9 Third, each Palestinian site of cultural production poses challenges that vary based on geography, political status, governing authority, cost of living, and theatrical tradition. A production at the PNT in East Jerusalem would provide a different set of advantages and disadvantages as compared to Al-Rowwad in Bethlehem, Al-Midan Theatre in Haifa, Al-Kasaba Theatre in Ramallah, or the Freedom Theatre in the Jenin refugee camp. Although the centrality of occupied East Jerusalem would prove advantageous for touring, the city’s high cost of living, limited access for actors and audiences, and potential risk of theatre closure by the Israeli authorities were unattractive for theatrical production. Yet, the PNT’s tradition as a premiere production house during the period of El-Hakawati in the 1980s had equipped the theatre with experienced staff, facilities, and mechanics of technical production. The National Theatre also lent Facts a prestigious credibility in Palestine and internationally. Finally, touring throughout Palestine from East Jerusalem necessitated the casting of Palestinian actors, who held Israeli passports or blue permanent residency identity cards in order to cross the checkpoints of the Israeli military.

The PNT Fails

10 In late 2011, the PNT underwent a series of administrative changes. Theatre director Jamal Ghosheh resigned his position after the eruption of a series of longstanding disagreements with staff and local artists. Artistic Director Kamel El-Basha, who managed the Facts project, was heavily involved in internal negotiations with the board of directors. By the end of the year, El-Basha was asked to resign as well. He continued his duties at the theatre without compensation for a number of months thereafter. Milner, Conboy, and I asked him to remain with the production as project manager and actor. During this period of transition, Facts proved to be an unprofitable prospect.
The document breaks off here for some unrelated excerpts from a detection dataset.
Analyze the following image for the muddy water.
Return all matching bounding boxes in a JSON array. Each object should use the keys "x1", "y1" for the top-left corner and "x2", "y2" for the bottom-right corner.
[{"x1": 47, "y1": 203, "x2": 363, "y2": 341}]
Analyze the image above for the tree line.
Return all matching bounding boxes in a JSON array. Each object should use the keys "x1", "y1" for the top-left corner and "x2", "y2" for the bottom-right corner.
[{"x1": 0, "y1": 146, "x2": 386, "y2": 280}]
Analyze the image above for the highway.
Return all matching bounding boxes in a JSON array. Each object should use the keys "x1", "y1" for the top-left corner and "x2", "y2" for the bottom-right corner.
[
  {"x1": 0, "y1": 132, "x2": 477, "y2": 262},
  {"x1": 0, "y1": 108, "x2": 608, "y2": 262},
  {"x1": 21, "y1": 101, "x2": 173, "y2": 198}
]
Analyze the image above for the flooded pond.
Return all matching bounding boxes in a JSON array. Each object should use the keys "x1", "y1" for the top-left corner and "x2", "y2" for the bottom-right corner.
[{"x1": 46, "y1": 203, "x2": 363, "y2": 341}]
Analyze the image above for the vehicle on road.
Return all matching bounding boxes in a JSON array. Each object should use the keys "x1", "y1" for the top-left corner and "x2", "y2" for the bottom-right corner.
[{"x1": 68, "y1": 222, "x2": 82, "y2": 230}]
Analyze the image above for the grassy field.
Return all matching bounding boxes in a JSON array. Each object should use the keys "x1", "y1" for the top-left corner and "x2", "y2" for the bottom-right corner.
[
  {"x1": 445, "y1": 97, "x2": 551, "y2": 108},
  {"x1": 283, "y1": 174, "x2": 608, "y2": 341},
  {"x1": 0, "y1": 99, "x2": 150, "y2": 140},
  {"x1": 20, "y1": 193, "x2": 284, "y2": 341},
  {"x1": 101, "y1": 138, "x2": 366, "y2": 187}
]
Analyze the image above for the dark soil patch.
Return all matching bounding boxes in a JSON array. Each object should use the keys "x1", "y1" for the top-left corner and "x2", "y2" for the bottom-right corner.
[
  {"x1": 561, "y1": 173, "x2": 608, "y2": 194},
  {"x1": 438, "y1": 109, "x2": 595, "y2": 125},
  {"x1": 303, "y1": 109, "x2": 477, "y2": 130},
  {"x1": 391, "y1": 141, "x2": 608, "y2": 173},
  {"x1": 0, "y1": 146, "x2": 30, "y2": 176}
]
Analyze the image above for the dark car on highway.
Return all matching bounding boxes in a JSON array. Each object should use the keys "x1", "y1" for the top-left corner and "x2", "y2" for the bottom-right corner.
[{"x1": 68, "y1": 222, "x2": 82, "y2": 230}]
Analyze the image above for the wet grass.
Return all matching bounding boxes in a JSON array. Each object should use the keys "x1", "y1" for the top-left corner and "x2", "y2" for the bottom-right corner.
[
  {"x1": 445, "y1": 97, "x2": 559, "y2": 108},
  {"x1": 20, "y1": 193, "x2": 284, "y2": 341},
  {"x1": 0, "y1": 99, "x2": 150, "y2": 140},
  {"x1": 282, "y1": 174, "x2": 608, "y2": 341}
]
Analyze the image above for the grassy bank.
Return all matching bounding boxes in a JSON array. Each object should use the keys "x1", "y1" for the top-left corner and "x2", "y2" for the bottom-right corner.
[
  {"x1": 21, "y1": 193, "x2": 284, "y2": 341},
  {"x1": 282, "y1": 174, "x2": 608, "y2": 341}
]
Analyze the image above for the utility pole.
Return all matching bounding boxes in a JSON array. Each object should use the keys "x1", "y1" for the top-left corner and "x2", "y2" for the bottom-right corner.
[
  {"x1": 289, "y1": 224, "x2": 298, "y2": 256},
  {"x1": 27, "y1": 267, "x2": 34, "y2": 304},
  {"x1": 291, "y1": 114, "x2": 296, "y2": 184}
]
The theatre was responsible for providing rehearsal space, technical expertise, staff, facilities, administrative support, publicity, and internal salaries. Arthur Milner and the New Theatre of Ottawa were responsible for funding the Canadian team, actor salaries, and the tour. Milner had applied and received two grants from the Canada Council for the Arts: $22,000 for the international coproduction and $2900 for the translation into Arabic. He also fundraised an additional $20,000 from an email campaign, play-reading events in Toronto and Ottawa, and educational slide shows detailing his previous tour of the West Bank and the experience of Palestinian citizens of Israel. As the PNT lost its stability, the production in East Jerusalem progressively became more unlikely. The board of directors could no longer guarantee the availability of funds, space, or staff.

11 In the early months of 2012, we searched for a new partner. In conversation with El-Basha, we considered potential co-production with various theatres. In the new search criteria, I proposed approaching artistic directors who could both co-produce and act in the play. Edwar Muallem of Ramallah’s Ashtar Theatre declined due to his theatre’s commitments in Palestine and internationally. George Ibrahim of Al-Kasaba Theatre in Ramallah disagreed with the translation, the play’s ending, and the budgetary approach of the production. Although the well-equipped Freedom Theatre in Jenin would have been an ideal partner, we reconsidered this possibility due to the theatre’s inconvenient location in the far north of the West Bank and safety concerns after the assassination of artistic director Juliano Mer Khamis. In March 2012, one of our conversations proved to be most fruitful. Dr. Abdelfattah Abusrour of Al-Rowwad in Bethlehem’s Aida Refugee Camp responded with enthusiasm. He and his theatre were available. The small budget fit the low cost of production associated with Al-Rowwad. The theatre could provide administrative support and volunteers as needed. I finalized the casting of the play: El-Basha played the Israeli Yossi and Abusrour the Palestinian Khalid. Artistic director of East Jerusalem’s Pocket Theatre Amer Khalil played the settler Danny. All three actors had the necessary permissions and identity cards to access the West Bank and Palestinian theatres in Jaffa and the Galilee. The incredible artistic and professional resources of these three actors made the production possible at the local level.

Hybridity in Transnational Production

12 In late August 2012, on my way to East Jerusalem, I met with Conboy and Milner at Martin Conboy Lighting Design (MCLD) on Sparks Street in downtown Ottawa. Conboy and I had agreed to adopt his designs from the GCTC production; however, the same ground plan would bear a new conceptual framework.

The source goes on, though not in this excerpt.